AMD has filed a patent for something that everyone knew would eventually happen: an MCM GPU Chiplet design. Spotted by LaFriteDavid over at Twitter and published on Freepatents.com, the document shows how AMD plans to build a GPU chiplet graphics card that is eerily reminiscent of its MCM based CPU designs. With NVIDIA working on its own MCM design with Hopper architecture, it’s about time that we left monolithic GPU designs in the past and enable truly exponential performance growth.
AMD patents GPU chiplet design for future graphics cards
The patent points out that one of the reasons why MCM GPUs have not been attempted in the past is due to the high latency between chiplets, programming models and it being harder to implement parallelism. AMD’s patent attempts to solve all these problems by using an on-package interconnect it calls the high bandwidth passive crosslink. This would enable each GPU chiplet to communicate with the CPU directly as well as other chiplets via the passive crosslink. Each GPU would also feature its own cache. This design appears to suggest that each GPU chiplet will be a GPU in its own right and fully addressable by the operating system.

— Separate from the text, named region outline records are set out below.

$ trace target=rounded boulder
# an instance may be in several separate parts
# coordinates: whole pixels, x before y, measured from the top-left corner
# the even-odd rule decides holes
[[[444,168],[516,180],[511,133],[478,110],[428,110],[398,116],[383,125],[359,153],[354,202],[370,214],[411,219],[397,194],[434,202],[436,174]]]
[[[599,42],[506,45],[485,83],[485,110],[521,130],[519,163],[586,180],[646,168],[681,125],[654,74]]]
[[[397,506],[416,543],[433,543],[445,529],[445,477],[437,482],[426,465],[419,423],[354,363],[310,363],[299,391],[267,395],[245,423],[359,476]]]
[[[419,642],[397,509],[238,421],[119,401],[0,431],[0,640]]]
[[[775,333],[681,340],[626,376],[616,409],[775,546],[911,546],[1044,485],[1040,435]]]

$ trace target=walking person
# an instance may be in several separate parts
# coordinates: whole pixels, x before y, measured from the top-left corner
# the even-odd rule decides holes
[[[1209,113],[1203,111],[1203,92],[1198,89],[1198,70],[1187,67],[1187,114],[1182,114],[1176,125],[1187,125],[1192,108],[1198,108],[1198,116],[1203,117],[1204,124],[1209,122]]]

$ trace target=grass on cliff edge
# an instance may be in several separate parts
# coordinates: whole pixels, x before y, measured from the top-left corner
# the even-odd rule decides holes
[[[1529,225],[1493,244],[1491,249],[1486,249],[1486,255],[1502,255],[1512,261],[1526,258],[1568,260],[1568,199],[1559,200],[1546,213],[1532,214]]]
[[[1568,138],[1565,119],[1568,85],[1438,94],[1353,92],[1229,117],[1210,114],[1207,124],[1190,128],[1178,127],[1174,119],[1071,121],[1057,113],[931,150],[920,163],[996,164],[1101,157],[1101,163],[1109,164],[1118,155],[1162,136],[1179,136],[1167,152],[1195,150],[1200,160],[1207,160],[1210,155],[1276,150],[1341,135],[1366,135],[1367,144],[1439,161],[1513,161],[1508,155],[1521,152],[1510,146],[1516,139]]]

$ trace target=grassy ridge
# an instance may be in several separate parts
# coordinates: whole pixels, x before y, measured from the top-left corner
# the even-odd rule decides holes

There have been leaks in the past which suggested AMD is considering the move to an MCM design for its GPUs after RDNA3, and if NVIDIA’s Hopper does the same, then AMD would have very little choice but to do so as well. Intel has already achieved success using the MCM design methodology and demoed the first MCM based GPU quite a while back. One thing is for sure: things are about to get very interesting for GPU enthusiasts.
The full patent is given below:
AMD has proven itself to be exceptionally good at creating MCM based products. It’s Zen-based CPUs were absolutely disruptive to the HEDT market space. They single-handedly turned what was usually a 6-core and very expensive affair to a 32 core+ affordable combo. The power of servers and Xeons was finally in the hands of average consumers, so why can’t the same philosophy work for GPUs as well?
Well, theoretically speaking, it should work better in all regards for GPUs which are parallel devices than for CPUs which are serial devices. Not only that but you are looking at massive yield gains from just shifting to an MCM based approach instead of a monolithic die. A single huge die has abysmal yields, is expensive to produce and usually has high wastage. Multiple chips totaling the same die size would offer yield increases straight of the bat.
I took the liberty to do some rough approximations using the lovely Silicon Edge tool and was not surprised to see instant yield gains. The Vega 64 has a die measuring 484mm² which equates to a die measuring 22mm² by 22mm². Splitting this monolothic die into 4x 11mm² by 11² gives you the same net surface area (484mm²) and will also result in yield gains. How much? Let’s see. According to the approximation, a 200mm wafer should be able to produce 45 monolithic dies (22×22) or 202 smaller dies (11×11). Since we need 4 smaller dies to equal 1 monolithic part, we end up with 50 484mm² MCM dies. That’s a yield gain of 11% right there.
The yield gains are even larger for bigger chips. The upper limit of lithographic techniques (with reasonable yields) is roughly 625mm². On a single 200mm wafer, we can get about 33 of these (25×25) or 154 smaller dies (12.5×12.5). That gives us a total of 38 MCM based dies for a yield increase of 15%. Now full disclosure, this is a very rough approximation and does not take into account several factors such as packaging yields, complicated high-level design, etc but the basic idea holds well. But at the same time, it also does not take into account increased gains by lowered wastage – a faulty 625mm² monolithic die is much more wasteful than a single 156mm² one!
Long story short, AMD is perfectly capable of creating an MCM based GPU and would even get some serious yield benefits out of this if it chooses to run with this in the future. NVIDIA is also actively pursuing this path for the same reasons.